CAS Convocations Welcome New Academic Units, First Graduates of Programs
Posted: May 2, 2006 at 1:00 am, Last Updated: November 30, -0001 at 12:00 am
By Chrisi West
As the College of Arts and Sciences (CAS) hosts its last convocation under that name (it’s due to become the College of Liberal Arts and Human Sciences July 1), it also celebrates the first graduates of several academic programs.
The newest PhD programs, including history, biodefense, physical sciences, mathematics, as well as the undergraduate Global Affairs Program, are welcoming their first graduates this year to the CAS convocation ceremonies on Thursday, May 18.
The undergraduate convocation will be at 1 p.m. in the Patriot Center, and the graduate convocation will be at 7 p.m. in the Center for the Arts Concert Hall.
Johanna Bockman, director of the Global Affairs Program, is excited to have her nearly 25 students take part in the CAS annual ceremony for the first time this year.
“They will get to graduate with their friends and classmates. They will also get to experience the excitement of a large graduation ceremony to celebrate their education at Mason.”
Khulood Kandil said the flexibility afforded by the Global Affairs Program was most appealing to him, especially the concentration on the Middle East and North Africa.
“I feel so much more confident in my ability to discuss not only those affairs concerning the Middle East, but the entire world,” Kandil says.
The PhD in biodefense has its first five students graduating this year. Charles Bailey, executive director of the National Center for Biodefense and Infectious Diseases, says, “It has been very satisfying to get reports from our graduating students regarding their success in finding meaningful and well-paid positions either in government or industry.”
Biodefense students Katie Crockett and Dustin Razsi both say they were drawn to the program for its strong faculty and its interdisciplinary approach.

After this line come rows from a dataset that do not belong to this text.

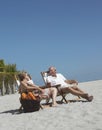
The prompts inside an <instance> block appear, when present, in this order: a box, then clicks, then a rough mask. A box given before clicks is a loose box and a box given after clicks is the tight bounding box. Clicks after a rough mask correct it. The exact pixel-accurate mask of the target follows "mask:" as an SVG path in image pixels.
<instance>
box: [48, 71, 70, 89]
mask: <svg viewBox="0 0 102 130" xmlns="http://www.w3.org/2000/svg"><path fill="white" fill-rule="evenodd" d="M65 80H66V78H65V77H64V76H63V75H62V74H60V73H58V74H56V77H53V76H48V77H47V79H46V82H47V83H51V86H54V85H57V84H61V87H70V86H72V85H71V84H68V83H66V82H65Z"/></svg>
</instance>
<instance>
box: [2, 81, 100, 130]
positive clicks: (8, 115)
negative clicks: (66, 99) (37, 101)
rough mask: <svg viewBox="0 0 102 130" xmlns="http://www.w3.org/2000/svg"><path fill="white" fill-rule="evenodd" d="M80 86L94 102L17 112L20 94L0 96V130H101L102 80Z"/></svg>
mask: <svg viewBox="0 0 102 130" xmlns="http://www.w3.org/2000/svg"><path fill="white" fill-rule="evenodd" d="M79 87H80V88H81V89H82V90H85V91H86V92H88V93H89V94H90V95H93V96H94V100H93V101H92V102H78V101H77V102H71V103H68V104H64V103H63V104H59V106H57V107H49V108H45V109H43V110H40V111H37V112H32V113H20V114H19V113H18V108H19V106H20V102H19V94H18V93H16V94H12V95H6V96H0V130H52V129H53V130H102V80H97V81H91V82H84V83H79ZM59 98H60V97H57V100H59ZM75 98H76V97H75V96H72V95H71V94H68V96H67V99H75ZM83 101H85V100H84V99H83Z"/></svg>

After graduation, Crockett will work as a senior analyst on a U.S. Department of Defense-sponsored study regarding U.S. military installation protection against attacks by weapons of mass destruction.
Razsi will continue to work for the U.S. Department of Homeland Security, but says his education at Mason has prepared him for real-world issues.
“The best feature of the program is that it’s more than just microbiology and medical issues – it also encompasses intelligence, policy and history among its disciplines.”
Alberto Damiano, currently doing postdoctoral work in Prague, is receiving his PhD in mathematics after taking courses in the School of Computational Sciences (SCS) and receiving mentorship from CAS Dean Daniele Struppa.
Klaus Fischer, chair of the Department of Mathematics, says, “We are very fortunate to have our first PhD graduate in our program since its inception one year ago.”
The PhD in history program is celebrating its first graduate, Andrew Yarrow. Yarrow was advised by Roy Rosenzweig, professor in the Department of History and Art History and director of the Center for History and New Media.
Marion Deshmukh, interim department chair, says, “We are really thrilled to have our first PhD in a program that has achieved national recognition so quickly.”
Physical sciences, offered jointly by CAS and SCS, is also graduating its first PhD student. Ramesh Pant, who concentrated in organic chemistry, will be conducting postdoctoral research as a fellow with the U.S. Naval Research Laboratory in Washington, D.C.
This article appeared in a slightly different format in CASconnection.